The fact that insurers pay extra to distributors even though rules prohibit it beyond the commission caps, is the worst kept secret of the industry. In fact, over-paying agents and intermediaries, especially banks, has been one of the main reasons why insurers have been fined in the past. “Extra payments were made to distributors through various avenues but these were getting attributed to the overall acquisition cost, making it difficult to track. But now the regulator has added a category and also capped it, which should make tracking easier,” said a senior executive of a life insurance company..
Rules now allow life insurers to offer a reward that’s not more than 20% of first-year commission. But it has also been made clear that entities that primarily focus on insurance distribution will be entitled for these rewards. “No reward shall be paid to an insurance intermediary whose revenue from other than insurance intermediation activities is more than 50% of its total revenue from all activities,” stated the circular.
This affects banks. “The regulatory push has been to revive the agency sales-force and cultivate a dedicated proprietory agency channel that’s performance driven,” said Sunil Sharma, appointed actuary, Kotak Mahindra Old Mutual Life Insurance Ltd. “Also, insurance business doesn’t form a large part of revenues for banks, so banks won’t be eligible for rewards. This is a significant step as the industry moves towards open architecture,” added Sharma.

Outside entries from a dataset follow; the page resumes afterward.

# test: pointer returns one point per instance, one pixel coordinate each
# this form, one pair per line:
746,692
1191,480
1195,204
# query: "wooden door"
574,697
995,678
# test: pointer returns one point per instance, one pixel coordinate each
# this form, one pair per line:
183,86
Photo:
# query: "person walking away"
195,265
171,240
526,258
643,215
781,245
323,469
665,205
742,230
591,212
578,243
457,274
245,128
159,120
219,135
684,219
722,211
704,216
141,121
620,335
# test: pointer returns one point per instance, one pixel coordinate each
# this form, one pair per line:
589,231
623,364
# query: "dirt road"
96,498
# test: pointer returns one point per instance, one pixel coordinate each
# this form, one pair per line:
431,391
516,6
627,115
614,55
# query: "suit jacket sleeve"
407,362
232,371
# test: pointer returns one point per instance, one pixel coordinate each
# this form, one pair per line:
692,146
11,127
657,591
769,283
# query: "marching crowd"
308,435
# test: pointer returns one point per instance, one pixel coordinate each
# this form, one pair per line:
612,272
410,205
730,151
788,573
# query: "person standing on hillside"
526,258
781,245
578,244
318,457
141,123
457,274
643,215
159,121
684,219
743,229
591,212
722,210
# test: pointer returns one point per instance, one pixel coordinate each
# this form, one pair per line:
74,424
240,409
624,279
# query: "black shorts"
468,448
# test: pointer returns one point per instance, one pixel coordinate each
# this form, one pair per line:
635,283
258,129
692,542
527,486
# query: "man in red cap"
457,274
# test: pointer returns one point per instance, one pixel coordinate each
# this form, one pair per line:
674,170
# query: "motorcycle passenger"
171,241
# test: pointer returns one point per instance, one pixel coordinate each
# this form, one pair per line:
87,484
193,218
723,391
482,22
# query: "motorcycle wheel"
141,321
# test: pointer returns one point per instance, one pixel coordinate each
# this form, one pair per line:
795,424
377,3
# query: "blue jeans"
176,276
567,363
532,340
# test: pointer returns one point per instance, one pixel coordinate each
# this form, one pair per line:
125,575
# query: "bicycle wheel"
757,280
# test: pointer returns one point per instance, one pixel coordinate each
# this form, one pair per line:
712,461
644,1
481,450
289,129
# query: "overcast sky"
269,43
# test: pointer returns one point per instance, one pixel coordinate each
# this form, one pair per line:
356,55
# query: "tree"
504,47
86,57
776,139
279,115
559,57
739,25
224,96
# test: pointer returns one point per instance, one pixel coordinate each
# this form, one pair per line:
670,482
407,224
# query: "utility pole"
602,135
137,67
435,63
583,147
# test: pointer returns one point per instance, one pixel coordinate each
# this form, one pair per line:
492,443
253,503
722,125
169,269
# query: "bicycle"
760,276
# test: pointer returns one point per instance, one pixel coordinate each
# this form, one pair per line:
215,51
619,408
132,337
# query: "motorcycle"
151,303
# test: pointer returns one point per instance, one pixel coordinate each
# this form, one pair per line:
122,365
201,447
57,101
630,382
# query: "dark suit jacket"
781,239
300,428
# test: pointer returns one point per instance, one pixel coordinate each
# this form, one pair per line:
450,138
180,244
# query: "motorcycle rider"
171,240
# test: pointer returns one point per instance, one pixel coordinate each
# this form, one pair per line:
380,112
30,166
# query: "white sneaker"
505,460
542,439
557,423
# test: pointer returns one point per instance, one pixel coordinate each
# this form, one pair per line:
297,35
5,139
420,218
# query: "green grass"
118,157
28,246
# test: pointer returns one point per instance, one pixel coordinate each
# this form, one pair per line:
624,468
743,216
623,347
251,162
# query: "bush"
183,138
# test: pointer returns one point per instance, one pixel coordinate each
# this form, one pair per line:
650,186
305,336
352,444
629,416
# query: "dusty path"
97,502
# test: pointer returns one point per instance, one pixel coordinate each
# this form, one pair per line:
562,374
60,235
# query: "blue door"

However, this is not watertight yet. “In the case of public sector banks, there are typically no extra payments. But in private sector banks, the total payment goes as high at 80% even when the rules allow up to 35%. The extra payment is slipped through the acquisition cost, which, unless the regulator proactively tracks, may be difficult to control,” said a chief executive officer of an insurer who didn’t want to be named.
Mint Money take
In products, other than term plans, participating insurance cum investment plans may become popular. Given the cap on reduction in yield, there is limited scope to increase commissions in unit-linked insurance plans (Ulips), and non-participating bundled products have to manage long-term guarantees and the downward trend in the interest rates make them less attractive.
A positive effect of the regulations is that term plans will get a push. But the increase in commissions comes at a time when the financial sector is actively discussing policy changes to scale down commissions and insurers are under pressure to manage costs. Retaining high first-year commission may not yield the desired results.